Ce circuit commercial est relégué au statut expérimental. Des projets modèles, limités à cinq ans et accompagnés scientifiquement, seront organisés sur des territoires restreints, encore à définir. “Ce que nous a dit Bruxelles nous a d’un côté déçus, mais c’est aussi l’opportunité de poser les fondements d’une politique européenne du cannabis avec des projets modèles bien structurés”, positive Karl Lauterbach. Pour éviter le narco-tourisme, Berlin envisage des mesures strictes, tel l’alignement des volumes autorisés à la vente sur la taille de la population des territoires concernés. De nombreux détails restent à fixer, notamment si la production devra avoir lieu sur les territoires retenus pour l’expérimentation. Un projet de loi est attendu pour après l’été.

Des “clubs cannabis”

Si la possibilité de cultiver soi-même trois plantes demeure dans la feuille de route, les “clubs cannabis” constitueront l’axe majeur de distribution, selon le plan du gouvernement. À but non lucratif, ces associations cultiveront le chanvre dans des conditions de qualité encadrées et distribueront la drogue auprès de leurs membres, dans la limite de 50 grammes par mois, soit deux fois la quantité que les Allemands seront autorisés à avoir sur eux. Chaque club ne pourra dépasser la barre des 500 adhérents.

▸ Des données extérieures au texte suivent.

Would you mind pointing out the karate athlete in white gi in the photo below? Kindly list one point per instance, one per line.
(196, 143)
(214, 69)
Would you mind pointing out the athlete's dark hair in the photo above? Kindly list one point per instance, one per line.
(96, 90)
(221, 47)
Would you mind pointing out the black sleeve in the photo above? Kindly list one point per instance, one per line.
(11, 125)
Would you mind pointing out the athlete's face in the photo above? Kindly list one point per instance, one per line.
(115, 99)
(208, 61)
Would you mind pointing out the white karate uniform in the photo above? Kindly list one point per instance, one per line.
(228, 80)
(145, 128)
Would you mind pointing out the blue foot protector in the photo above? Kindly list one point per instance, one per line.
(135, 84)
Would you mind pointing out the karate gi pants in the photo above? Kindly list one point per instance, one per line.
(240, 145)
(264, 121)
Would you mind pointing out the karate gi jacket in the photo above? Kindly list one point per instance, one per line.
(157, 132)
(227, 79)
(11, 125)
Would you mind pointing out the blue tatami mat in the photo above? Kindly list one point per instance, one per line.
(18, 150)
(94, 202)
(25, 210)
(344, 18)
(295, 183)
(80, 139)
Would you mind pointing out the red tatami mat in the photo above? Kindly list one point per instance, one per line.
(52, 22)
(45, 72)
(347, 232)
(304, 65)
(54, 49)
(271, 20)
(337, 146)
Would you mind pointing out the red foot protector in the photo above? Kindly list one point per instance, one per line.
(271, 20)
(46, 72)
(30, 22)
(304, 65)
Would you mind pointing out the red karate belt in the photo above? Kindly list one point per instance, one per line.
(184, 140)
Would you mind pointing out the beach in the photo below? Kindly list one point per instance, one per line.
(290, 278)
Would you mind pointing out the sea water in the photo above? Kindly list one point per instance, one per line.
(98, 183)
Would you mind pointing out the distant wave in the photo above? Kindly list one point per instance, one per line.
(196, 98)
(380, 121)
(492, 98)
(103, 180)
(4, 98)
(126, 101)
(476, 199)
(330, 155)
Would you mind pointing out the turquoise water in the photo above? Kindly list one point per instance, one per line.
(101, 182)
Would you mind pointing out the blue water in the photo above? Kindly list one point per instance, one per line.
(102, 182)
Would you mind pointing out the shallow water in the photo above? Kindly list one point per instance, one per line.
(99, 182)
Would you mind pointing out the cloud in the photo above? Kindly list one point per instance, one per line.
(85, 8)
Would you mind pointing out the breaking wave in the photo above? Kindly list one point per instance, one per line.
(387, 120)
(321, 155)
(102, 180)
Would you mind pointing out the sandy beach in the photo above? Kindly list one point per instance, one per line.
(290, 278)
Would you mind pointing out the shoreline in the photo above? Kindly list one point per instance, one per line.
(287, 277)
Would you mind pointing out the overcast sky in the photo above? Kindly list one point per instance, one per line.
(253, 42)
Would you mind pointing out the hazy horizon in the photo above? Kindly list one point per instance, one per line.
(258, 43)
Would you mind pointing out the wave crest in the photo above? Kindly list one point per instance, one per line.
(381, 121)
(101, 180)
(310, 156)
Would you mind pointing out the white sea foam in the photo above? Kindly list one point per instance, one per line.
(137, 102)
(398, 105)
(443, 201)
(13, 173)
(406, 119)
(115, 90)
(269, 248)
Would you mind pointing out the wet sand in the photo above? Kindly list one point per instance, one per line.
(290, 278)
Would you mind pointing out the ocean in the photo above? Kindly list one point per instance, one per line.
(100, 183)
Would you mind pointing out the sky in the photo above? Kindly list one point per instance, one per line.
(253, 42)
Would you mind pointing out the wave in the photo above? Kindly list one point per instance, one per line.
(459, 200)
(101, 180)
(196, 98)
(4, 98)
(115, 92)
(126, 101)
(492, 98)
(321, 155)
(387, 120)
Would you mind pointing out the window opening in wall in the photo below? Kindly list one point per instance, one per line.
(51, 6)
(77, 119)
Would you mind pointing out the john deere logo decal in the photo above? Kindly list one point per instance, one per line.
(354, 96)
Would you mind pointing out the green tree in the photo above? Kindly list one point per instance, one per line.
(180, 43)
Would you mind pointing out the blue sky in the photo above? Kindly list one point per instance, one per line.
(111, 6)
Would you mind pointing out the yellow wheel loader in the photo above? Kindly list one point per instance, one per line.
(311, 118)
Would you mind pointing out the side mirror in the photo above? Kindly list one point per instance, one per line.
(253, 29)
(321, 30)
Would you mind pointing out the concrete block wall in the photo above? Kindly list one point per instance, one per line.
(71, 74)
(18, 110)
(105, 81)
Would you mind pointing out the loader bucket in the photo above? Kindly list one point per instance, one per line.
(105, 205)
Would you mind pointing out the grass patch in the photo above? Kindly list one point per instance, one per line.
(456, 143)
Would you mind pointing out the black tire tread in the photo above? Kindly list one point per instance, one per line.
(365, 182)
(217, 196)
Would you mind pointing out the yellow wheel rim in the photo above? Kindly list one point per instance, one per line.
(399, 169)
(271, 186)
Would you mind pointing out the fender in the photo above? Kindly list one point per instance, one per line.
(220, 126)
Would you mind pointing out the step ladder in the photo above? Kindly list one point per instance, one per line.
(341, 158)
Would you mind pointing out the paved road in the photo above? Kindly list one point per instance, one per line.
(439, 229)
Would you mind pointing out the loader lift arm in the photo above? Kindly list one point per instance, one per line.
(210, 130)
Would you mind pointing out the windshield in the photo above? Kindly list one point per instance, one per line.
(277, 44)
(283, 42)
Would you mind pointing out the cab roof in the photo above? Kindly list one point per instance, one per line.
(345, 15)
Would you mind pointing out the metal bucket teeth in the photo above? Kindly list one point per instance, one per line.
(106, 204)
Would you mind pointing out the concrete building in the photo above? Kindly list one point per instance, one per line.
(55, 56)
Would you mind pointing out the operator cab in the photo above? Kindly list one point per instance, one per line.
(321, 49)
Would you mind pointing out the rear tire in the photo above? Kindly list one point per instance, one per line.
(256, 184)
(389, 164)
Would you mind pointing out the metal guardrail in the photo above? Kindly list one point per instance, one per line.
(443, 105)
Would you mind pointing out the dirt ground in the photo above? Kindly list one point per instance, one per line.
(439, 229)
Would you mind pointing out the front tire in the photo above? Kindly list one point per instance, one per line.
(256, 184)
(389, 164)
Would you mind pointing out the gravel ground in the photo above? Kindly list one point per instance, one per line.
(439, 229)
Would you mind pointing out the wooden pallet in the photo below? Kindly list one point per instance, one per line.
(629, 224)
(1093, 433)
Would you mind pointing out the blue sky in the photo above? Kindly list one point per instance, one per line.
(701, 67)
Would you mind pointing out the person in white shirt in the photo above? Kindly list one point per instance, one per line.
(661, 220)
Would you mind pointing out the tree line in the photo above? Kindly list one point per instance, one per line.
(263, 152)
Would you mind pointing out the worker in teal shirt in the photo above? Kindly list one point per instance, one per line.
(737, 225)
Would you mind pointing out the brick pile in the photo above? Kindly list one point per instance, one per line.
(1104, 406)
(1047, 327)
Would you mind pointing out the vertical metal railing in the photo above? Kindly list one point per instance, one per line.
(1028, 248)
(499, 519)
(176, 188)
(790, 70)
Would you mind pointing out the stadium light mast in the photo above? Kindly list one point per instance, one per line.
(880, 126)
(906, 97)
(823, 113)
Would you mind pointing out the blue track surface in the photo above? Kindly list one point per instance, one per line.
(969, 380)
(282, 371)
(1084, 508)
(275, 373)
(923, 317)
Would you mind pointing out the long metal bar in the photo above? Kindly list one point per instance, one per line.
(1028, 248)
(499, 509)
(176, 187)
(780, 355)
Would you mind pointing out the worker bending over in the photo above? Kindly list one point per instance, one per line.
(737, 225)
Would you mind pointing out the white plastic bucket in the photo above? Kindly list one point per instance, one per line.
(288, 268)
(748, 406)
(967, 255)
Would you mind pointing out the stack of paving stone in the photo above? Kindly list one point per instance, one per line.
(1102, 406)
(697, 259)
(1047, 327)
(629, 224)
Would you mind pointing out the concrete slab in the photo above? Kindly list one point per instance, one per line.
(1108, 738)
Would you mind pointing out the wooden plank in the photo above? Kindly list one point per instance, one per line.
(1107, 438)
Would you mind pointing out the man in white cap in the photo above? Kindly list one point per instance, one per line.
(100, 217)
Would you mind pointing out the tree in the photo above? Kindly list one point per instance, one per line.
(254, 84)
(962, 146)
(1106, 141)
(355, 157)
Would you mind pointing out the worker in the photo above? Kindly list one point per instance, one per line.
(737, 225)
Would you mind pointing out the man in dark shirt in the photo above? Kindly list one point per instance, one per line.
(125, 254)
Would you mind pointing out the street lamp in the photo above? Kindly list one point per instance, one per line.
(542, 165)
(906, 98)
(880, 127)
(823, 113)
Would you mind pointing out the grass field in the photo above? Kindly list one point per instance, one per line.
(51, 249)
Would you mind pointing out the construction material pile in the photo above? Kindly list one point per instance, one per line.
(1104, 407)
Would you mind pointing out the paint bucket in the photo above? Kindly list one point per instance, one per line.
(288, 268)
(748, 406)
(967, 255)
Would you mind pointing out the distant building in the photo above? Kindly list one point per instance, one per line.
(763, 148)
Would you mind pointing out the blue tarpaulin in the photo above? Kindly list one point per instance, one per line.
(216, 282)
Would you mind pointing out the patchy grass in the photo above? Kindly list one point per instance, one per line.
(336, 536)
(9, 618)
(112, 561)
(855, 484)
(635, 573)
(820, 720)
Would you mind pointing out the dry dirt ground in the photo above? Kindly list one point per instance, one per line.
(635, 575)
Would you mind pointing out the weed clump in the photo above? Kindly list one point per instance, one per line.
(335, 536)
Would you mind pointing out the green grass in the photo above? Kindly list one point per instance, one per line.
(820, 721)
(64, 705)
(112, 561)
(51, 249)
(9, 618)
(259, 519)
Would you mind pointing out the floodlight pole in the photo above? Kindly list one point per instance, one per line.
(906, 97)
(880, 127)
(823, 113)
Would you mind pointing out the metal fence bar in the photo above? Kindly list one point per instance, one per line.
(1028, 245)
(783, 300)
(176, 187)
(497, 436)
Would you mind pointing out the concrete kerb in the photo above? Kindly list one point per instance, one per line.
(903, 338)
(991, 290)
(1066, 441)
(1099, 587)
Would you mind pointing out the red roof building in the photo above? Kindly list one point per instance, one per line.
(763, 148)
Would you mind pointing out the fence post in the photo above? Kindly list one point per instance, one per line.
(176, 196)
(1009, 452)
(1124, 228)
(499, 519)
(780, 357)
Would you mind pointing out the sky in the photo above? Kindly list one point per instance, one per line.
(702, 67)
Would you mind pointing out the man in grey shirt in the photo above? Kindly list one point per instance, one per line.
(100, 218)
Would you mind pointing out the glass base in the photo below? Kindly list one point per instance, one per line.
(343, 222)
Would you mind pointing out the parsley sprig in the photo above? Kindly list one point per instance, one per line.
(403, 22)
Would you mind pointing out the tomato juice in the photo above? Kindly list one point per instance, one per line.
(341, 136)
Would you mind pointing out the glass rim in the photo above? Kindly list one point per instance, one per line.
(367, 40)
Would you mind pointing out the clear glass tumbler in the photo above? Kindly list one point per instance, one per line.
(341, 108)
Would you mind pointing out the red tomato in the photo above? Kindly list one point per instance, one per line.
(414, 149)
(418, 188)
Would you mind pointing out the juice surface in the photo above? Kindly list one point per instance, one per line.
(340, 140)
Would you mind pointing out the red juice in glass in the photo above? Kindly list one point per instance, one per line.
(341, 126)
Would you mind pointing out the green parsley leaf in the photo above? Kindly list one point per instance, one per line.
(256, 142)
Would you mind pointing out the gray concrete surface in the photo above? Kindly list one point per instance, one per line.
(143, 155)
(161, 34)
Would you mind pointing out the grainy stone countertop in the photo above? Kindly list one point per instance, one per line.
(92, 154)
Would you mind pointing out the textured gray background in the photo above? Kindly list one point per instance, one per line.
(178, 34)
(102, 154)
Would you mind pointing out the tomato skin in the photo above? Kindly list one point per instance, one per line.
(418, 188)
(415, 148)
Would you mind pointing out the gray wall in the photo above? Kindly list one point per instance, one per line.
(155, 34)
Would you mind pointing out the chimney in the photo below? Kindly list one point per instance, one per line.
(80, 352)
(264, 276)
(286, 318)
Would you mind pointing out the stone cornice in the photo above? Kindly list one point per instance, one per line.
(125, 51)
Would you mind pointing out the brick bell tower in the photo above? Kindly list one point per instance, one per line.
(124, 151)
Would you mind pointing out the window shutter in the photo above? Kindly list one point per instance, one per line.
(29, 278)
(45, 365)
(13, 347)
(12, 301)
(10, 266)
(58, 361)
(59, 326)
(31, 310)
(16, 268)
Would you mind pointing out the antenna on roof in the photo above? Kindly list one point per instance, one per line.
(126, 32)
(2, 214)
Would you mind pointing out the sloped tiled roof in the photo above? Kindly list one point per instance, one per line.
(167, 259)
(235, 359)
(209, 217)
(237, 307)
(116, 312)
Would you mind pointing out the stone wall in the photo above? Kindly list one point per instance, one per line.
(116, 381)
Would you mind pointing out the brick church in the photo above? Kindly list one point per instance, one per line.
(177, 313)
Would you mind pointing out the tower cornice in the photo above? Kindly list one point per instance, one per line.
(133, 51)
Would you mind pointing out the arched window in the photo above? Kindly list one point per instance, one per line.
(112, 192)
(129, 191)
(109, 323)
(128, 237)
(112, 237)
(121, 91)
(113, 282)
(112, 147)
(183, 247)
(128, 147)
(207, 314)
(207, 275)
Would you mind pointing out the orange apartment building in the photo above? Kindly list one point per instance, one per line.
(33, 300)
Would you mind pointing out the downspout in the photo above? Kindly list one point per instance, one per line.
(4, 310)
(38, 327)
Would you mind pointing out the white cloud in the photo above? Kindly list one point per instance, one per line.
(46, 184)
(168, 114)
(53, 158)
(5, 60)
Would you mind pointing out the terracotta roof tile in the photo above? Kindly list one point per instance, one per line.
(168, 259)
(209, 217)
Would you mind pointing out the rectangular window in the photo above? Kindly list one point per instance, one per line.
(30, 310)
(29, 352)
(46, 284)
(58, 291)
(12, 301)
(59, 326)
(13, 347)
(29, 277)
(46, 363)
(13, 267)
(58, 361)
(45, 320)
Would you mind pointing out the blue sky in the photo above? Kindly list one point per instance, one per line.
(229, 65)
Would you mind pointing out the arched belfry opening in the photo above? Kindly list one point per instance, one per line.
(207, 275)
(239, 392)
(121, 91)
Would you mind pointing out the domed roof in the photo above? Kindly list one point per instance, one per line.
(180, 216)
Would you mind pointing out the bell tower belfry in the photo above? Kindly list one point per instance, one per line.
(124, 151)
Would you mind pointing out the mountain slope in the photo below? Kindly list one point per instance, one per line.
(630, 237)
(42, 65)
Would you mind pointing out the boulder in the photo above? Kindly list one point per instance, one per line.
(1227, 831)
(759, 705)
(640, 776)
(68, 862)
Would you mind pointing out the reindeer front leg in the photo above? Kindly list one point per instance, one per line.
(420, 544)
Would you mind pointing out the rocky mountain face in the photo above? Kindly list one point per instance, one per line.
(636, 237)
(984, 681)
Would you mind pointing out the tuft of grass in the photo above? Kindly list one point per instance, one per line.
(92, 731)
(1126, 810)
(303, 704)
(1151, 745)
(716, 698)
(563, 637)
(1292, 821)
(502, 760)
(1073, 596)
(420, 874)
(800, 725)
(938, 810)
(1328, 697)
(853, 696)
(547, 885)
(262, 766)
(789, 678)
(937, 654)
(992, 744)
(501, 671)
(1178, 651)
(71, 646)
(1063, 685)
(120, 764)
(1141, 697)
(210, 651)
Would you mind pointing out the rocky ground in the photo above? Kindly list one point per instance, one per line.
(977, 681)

Ce volet sera présenté dès ce mois-ci au Bundestag. Sur le plan formel, la coalition d’Olaf Scholz veut légiférer sans passer au Bundesrat où les conservateurs, vent debout contre la légalisation, pourraient bloquer les textes.

Cofondateur de l’entreprise Demecan, principal acteur allemand pour le cannabis thérapeutique, également les rangs pour le marché récréatif, Cornelius Maurer veut voir le verre à moitié plein. Il met en avant la “sécurité juridique” du projet expérimental. “Si on regarde ce qui s’est passé au Canada et aux États-Unis, il y a eu d’abord une petite légalisation, pour le cannabis à usage médical, puis des produits pour le marché récréatif et enfin une légalisation plus large”, poursuit-il. Même avec une portée réduite, il voit des perspectives d’affaires dans la légalisation proposée par le gouvernement.

Les associations “auront besoin de trouver les semences ou les plants quelque part. Nous menons des recherches sur la culture du cannabis depuis plusieurs années. Nous avons déjà sélectionné des variétés que nous pouvons mettre à disposition”, précise Cornelius Maurer. Il peut aussi s’imaginer louer les locaux de son entreprise, qui a une plantation près de Dresde, aux “clubs cannabis”. “Ce n’est pas explicitement interdit à ce stade”, fait valoir le responsable de Demecan. Il compte aussi sur les mois à venir pour faire bouger les lignes sur le paramétrage du circuit commercial expérimental. Son idée : étendre le projet à tout le territoire. Une ficelle un peu grosse ? “Ce serait similaire à ce que font les Pays-Bas”, se défend l’entrepreneur en forçant un peu le trait. Dix villes néerlandaises participent à une expérimentation qui doit commencer en 2024.